Different researchers involved in cybersecurity have discovered that there are notorious cyberattacks directed towards the Israeli targets using the frameworks that are available in the public domain such as Donut and Sliver. This activity has been monitored by the French cybersecurity firm HarfangLab, and given a code name “Supposed Grasshopper”.
The campaign is well-structured and built and employs the use of ordinary websites on a Content Management System known as WordPress to disseminate the malware. Although the campaign impacts various entities in different industries, it uses recognizable open-source viruses. The said attackers have a target-specific infrastructure and are using custom WordPress websites to distribute their payloads, as noted by HarfangLab.
On the basement of this attack we can identify a downloader partially implemented in the Nim programming language. The grabbed module joins to an opponent-controlled host (“auth. economy-gov-il[. ]com/SUPPOSED_GRASSHOPPER. bin”) and downloads a second-stage malware from a staging server. This second-stage payload, which comes as a VHD file, is believed to be distributed through primarily through drive-by downloads on custom WordPress websites.
The second-stage payloads are Donut, the shell code generator along with a Sliver, an open source tool that is similar to Cobalt Strike. The operators have invested a lot of efforts to obtain dedicated infrastructure and to build realistic WordPress sites to deploy payloads. Such procedures point to the work of a small group of trained specialists.
It is still rather vague who and what the campaign is promoting and what its ultimate goal is.
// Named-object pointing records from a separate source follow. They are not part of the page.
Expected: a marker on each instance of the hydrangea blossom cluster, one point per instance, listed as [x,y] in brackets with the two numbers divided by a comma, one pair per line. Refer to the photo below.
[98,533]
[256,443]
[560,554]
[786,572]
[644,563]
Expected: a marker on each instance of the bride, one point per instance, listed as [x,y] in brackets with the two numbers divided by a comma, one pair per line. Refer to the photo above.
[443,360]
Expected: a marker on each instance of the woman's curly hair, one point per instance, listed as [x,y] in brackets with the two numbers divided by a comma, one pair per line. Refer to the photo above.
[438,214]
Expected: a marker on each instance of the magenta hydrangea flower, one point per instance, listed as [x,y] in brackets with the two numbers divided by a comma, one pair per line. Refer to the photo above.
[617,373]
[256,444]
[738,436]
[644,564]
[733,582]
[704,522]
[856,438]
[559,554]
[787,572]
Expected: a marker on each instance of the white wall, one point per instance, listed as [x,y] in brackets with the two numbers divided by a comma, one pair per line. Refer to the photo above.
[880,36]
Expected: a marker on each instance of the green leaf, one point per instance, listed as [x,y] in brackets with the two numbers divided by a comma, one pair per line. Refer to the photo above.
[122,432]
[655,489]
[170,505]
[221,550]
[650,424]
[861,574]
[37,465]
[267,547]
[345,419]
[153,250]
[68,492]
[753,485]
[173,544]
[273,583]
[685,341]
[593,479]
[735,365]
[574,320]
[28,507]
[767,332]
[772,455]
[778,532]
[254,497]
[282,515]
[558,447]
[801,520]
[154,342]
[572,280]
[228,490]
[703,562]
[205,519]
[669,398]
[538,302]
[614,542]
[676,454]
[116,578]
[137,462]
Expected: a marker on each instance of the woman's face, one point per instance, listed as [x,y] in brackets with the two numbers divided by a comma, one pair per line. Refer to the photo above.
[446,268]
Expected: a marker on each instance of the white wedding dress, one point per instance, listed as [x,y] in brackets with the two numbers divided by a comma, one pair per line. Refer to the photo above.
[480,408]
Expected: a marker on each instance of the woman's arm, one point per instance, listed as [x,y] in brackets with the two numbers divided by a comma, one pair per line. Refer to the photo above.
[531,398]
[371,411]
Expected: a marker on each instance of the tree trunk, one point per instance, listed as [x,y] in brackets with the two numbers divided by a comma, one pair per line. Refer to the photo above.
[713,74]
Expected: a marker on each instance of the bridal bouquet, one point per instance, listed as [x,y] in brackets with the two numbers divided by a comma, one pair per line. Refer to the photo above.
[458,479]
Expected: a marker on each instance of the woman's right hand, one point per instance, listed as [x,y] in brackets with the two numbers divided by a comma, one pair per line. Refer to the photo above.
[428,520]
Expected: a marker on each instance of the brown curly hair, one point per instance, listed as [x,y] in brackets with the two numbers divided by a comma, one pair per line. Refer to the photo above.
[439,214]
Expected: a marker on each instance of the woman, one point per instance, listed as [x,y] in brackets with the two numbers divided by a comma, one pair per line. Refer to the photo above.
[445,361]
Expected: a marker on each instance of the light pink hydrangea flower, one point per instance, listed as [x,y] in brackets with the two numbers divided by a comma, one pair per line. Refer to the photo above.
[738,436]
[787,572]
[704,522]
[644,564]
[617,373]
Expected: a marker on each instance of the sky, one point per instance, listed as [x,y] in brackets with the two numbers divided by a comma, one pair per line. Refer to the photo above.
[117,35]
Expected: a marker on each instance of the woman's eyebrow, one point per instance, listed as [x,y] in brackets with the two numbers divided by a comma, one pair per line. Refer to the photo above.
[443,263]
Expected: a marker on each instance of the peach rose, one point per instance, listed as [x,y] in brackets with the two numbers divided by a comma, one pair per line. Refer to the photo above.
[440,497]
HarfangLab has hypothesized that it may be affiliated with a genuine pen-testing exercise, and this begs the issue of why impersonation of Israeli government departments is necessary and how such actions are conducted.
In a similar study, the SonicWall Capture Labs threat research team revealed an infection process from the booby trapped Excel spreadsheets that download a trojan called Orcinius. This trojan works in several stages: the second stage drop files stored at Dropbox and Google Docs, and the final stage inserts itself on the startup folder to became persistent on the infected system.
By documenting ongoing cases, this brings out the fact that cyber criminals are constantly adjusting their methods, and as such, any necessary security measures must fit the same bill in order to defend against such superior threats.